I always loved being in school, but the first day at a new school was always very stressful for me.

I was always concerned with how would kids react to my speech. And I had questions that probably most kids have: Would I fit in? Would I make friends? Would I be popular?

I shouldn't have been so stressed out about these things, because I was always blessed with lots of great friends who never cared that I stuttered. And if I had a friend who wasn't a positive influence on me, then we weren't friends for very long.

By the time I was in high school I had developed a strategy for dealing with my stuttering: I introduced myself to my teachers after the first day of class, explained that I stuttered, and told them that there would be days when I would be having a lot of trouble speaking and would not raise my hand, but that didn't mean that I wasn't paying attention or didn't know the answer. That did several things for me: it got the whole stuttering issue out of the way, and also challenged myself to start a conversation - by introducing myself (one of the hardest things for me to do).

Of course, that didn't mean that I didn't have to answer questions on the spot. My teachers held me to a high standard, and expected me to hold myself to a high standard as well. I was required to participate, whether or not I felt like I was having a good day fluency-wise. That was a good life lesson, because at work, I don't get to pick what days I get to interact with other people. Talking is a required everyday occurrence!

And I bring this all up because my life pretty much changed one day in high school when I introduced myself to my 9th grade science teacher, Mrs. Gatz. I had pulled Mrs. Gatz aside to tell her that I stuttered, and she immediately asked me if I knew "Jordan." Apparently, everyone knew Jordan except for me. And apparently, Jordan stuttered.

Also, it just so happens that Jordan was the student body president.

Talk about lifting a burden from my shoulders! I no longer was anxious about how people would react to my stuttering, because I had just found out that we had a trail blazer at our school who stuttered, and to top it off he was the student body president.

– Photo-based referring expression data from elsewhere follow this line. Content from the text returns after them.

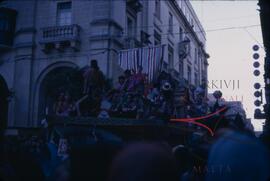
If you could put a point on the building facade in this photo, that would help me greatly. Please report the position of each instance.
(42, 39)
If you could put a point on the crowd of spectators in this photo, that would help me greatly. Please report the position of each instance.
(230, 155)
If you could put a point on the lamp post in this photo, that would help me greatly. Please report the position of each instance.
(265, 24)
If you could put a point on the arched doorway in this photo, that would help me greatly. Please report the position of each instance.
(59, 80)
(4, 93)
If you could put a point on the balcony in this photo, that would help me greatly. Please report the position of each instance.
(135, 5)
(60, 37)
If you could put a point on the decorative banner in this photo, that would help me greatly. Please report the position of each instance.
(149, 58)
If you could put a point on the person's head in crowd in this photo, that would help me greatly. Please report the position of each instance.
(144, 162)
(181, 154)
(121, 80)
(67, 97)
(61, 172)
(236, 157)
(94, 65)
(127, 73)
(92, 161)
(133, 71)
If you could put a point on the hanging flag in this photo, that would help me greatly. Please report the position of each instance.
(149, 58)
(128, 59)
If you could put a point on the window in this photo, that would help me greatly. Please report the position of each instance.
(189, 74)
(180, 34)
(196, 81)
(64, 13)
(181, 68)
(129, 27)
(157, 8)
(170, 56)
(157, 37)
(170, 23)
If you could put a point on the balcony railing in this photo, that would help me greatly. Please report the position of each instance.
(60, 36)
(60, 33)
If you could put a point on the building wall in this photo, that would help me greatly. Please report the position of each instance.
(103, 31)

I still remember the day when it was time for my entire freshman class to hear all the candidates for student office speak. We filled the cafeteria then listened to one person after the next get up and talk. One courageous girl even sang a song in front of the entire school. And then Jordan got up in front of the room and spoke. He told us why he wanted to run, what he would do if elected, and thanked us all for our time. And while he spoke, you could hear a pin drop. His speech was not 100% fluent, but he said everything that he wanted to say, and everyone listened intently. Once he was finished, the room erupted in cheers. And Jordan won in a landslide vote.

I will always remember that moment. Before that day, I didn't think I had the courage to get up in front of a large group of people and speak. But after, I felt like there was nothing I couldn't do.

Jordan and I ended up becoming good friends. He went to LSU, then went off to Harvard. HARVARD. His speech never held him back. He is a true inspiration in my life.

So I want to thank Jordan in my blog today. I want to tell him that he inspires me, and that his courage that day still impresses me.

I also want to challenge anyone who stutters - go do something this week / month / year that you have never been comfortable doing. Introduce yourself to a cute girl that you like, but have never had the courage to talk to. Interview for a better job that will greatly enhance your life. Run for office. Don't just do it for yourself. You never know who's in the crowd, and you never know how it will affect them.

1 comment:

  1. Mrs. Gatz and I did not get off to a great start and I will always remember that about her...I'm glad to know that she made a positive difference in your life.